Thursday, February 7, 2008

Lettre au jeune Major


Major,

Je t’appelle Major si tu veux bien. Pas que tu ais signé dans l’armée, sois tranquille, mais parce que c’est le surnom que tes nouveaux copains t’ont donné. Je t’écris pour te rassurer un peu, je sais que ce n’est pas facile d’avoir 17 ans. Je me souviens des questions que l’on se pose et des réponses que l’on ne trouve pas.
Tu seras donc content, je crois, de savoir que les choses ont plutôt bien tourné pour toi, tu n’as pas à te plaindre.

En ce moment tu vis à Rome, tout près du Panthéon. Tu voyages, pour ton métier. Bientôt tu iras voir ailleurs si par hasard l’herbe n’y est pas un plus verte.
Tu as des amis, même si ce ne sont plus les mêmes. Profite bien des tiens, car le temps passe vite. Aujourd’hui, sans que tu t’expliques bien pourquoi, tu préfères les éviter quand parfois tu les croises.

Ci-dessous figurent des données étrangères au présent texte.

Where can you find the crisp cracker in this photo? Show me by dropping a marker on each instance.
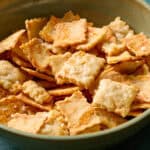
(38, 53)
(70, 33)
(55, 124)
(31, 102)
(47, 33)
(10, 105)
(19, 61)
(10, 76)
(80, 69)
(120, 29)
(78, 112)
(57, 61)
(114, 96)
(11, 41)
(142, 82)
(36, 92)
(139, 45)
(34, 26)
(124, 56)
(95, 36)
(63, 91)
(128, 67)
(28, 123)
(38, 74)
(109, 119)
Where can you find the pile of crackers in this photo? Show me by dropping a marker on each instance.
(64, 76)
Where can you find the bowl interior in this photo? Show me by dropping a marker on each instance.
(100, 12)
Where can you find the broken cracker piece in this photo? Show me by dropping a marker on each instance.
(70, 33)
(63, 91)
(36, 92)
(11, 41)
(55, 124)
(114, 96)
(78, 112)
(125, 56)
(22, 97)
(81, 69)
(38, 53)
(38, 74)
(139, 45)
(34, 26)
(95, 36)
(28, 123)
(10, 76)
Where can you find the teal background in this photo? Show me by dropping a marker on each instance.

Ne t’en fais pas trop pour les filles non plus, tout ce que je peux te dire c’est qu’elles ne te décevront pas.

Aujourd’hui tu parles l’anglais avec aisance, et quelques autres langues un peu moins bien. J’ai bien peur, Major, que tu sois devenu un de ces types vaguement énervants, même si tu votes toujours à gauche.

Alors, tu vois, je n’ai pas de conseil à te donner, tu t’en sors très bien tout seul. Je me contenterai simplement de répondre à quelques unes des questions que tu te poses en ce moment :

- non, tu ne feras pas l’armée. Tu trouveras un petit boulot sympa à la place.
- oui, tu vas encore te planter à ton contrôle de Maths. Désolé.
- non, tu ne coucheras jamais avec Sophie Marceau. Idem.
- oui, la France sera championne du monde de football et tu embrasseras pour fêter ça une jeune fille tchèque dont tu oublieras aussitôt le nom.

Tout le reste, je te laisse le découvrir par toi-même.

Oh et puis si, une dernière chose. Un jour de Septembre 2002 tu rentreras dans un pub pour y boire un verre. Derrière le bar, il y aura une serveuse aux longs cheveux roux, pleine de tâches de rousseur. Ne va pas penser qu’elle est trop belle pour toi, elle te le reprocherait pour le reste de ta vie.

Bien à toi,

Major

3 comments:

Don J. said...

T'inquiète major, y'a encore de la route à faire avant de tirer les sommes...Pense seulement qu'il te manque encore au compteur l'expérience la plus invraisemblable que tu ne puisses pas imaginer...tu m'auras compris.

Vu que le ton à l'air de monter chez toi, je t'offre un exil prudent demain vers 17h., fais moi savoir!

Don J.

Cécile said...

J'adore ce texte! Je voudrais bien que quelqu'un m'écrive une lettre comme ca maintenant pour les 10 ou 20 années à venir, qu'est ce que ca me ferait du bien! (comment ça je suis déprimée en ce moment ???)
;o)

Boo said...

J'ai suivi ton lien depuis chez MissZen et sa "lettre à une jeuune fille pas rangée". J'aime beaucoup ton texte, ça intrigue, on a envie de savoir comment ce jeune Major s'en est tiré, finalement.